For many years (up until Sept. 11, 2001), the standard procedure for dealing with a hijacking was to negotiate. This negotiating approach, sometimes lead to armed rescues, but it generally produced low loss of life.

Then, the threat changed. And it changed both the vectors of “likelihood” and of “size of damage.” Using packed airliners as missiles changes the game.

The US government responded with the TSA, now part of Homeland Security. Please note that the FAA is NOT involved any longer in this aspect of airline safety, with some minor exceptions (stronger cockpit doors being one). Whether you like it or not, in the US, the TSA is now responsible for airline security. Personally, I’m one of those who believe the TSA is mostly Security Theater (coined by Bruce Schneier — Beyond Fear: Thinking Sensibly About Security in an Uncertain World.), rather than real security. TSA will disagree and point to mountains of confiscated “weapons” and to the absence of successful hijackings.

What gets overlooked is the cost/benefit ratio. One of the basic tenets of information security is not to spend a $1 million dollars protecting a $1,000 asset. The direct and indirect costs of the TSA are ridiculously out of proportion to the benefit.

Another tenet is that you have to balance security and user convenience. If you make it too inconvenient, users will avoid or subvert your security.
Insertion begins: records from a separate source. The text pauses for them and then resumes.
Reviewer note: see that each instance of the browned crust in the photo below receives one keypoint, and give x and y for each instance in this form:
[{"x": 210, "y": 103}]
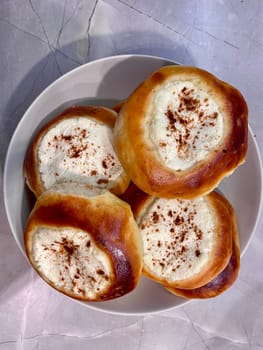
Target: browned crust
[
  {"x": 31, "y": 163},
  {"x": 224, "y": 280},
  {"x": 222, "y": 251},
  {"x": 145, "y": 167},
  {"x": 118, "y": 106},
  {"x": 110, "y": 223}
]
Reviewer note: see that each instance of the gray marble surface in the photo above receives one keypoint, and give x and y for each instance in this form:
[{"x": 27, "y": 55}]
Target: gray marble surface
[{"x": 42, "y": 40}]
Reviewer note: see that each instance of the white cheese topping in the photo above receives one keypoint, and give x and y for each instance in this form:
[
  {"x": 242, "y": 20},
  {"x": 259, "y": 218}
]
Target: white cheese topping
[
  {"x": 186, "y": 124},
  {"x": 71, "y": 260},
  {"x": 178, "y": 237},
  {"x": 78, "y": 150}
]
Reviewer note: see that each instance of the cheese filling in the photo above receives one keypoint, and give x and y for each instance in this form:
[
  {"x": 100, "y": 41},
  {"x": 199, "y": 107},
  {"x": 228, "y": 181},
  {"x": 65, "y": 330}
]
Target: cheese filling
[
  {"x": 178, "y": 237},
  {"x": 186, "y": 124},
  {"x": 70, "y": 259},
  {"x": 78, "y": 150}
]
If they can’t subvert it, they’ll simply avoid it, whether it is requiring a log-in to post a blog comment, or getting “wanded” to board a plane.

People are willing to pay for convenience. If you inconvenience your customers, they WILL avoid you. TSA is inconvenience on a massive scale, and it could well kill the airline industry as we know it.

People expect, and SHOULD expect a certain level of respect. Respect for their person, respect for their time, respect for their property, respect for their privacy and respect for their psyche. Current TSA security theater dis-respects people on all five counts.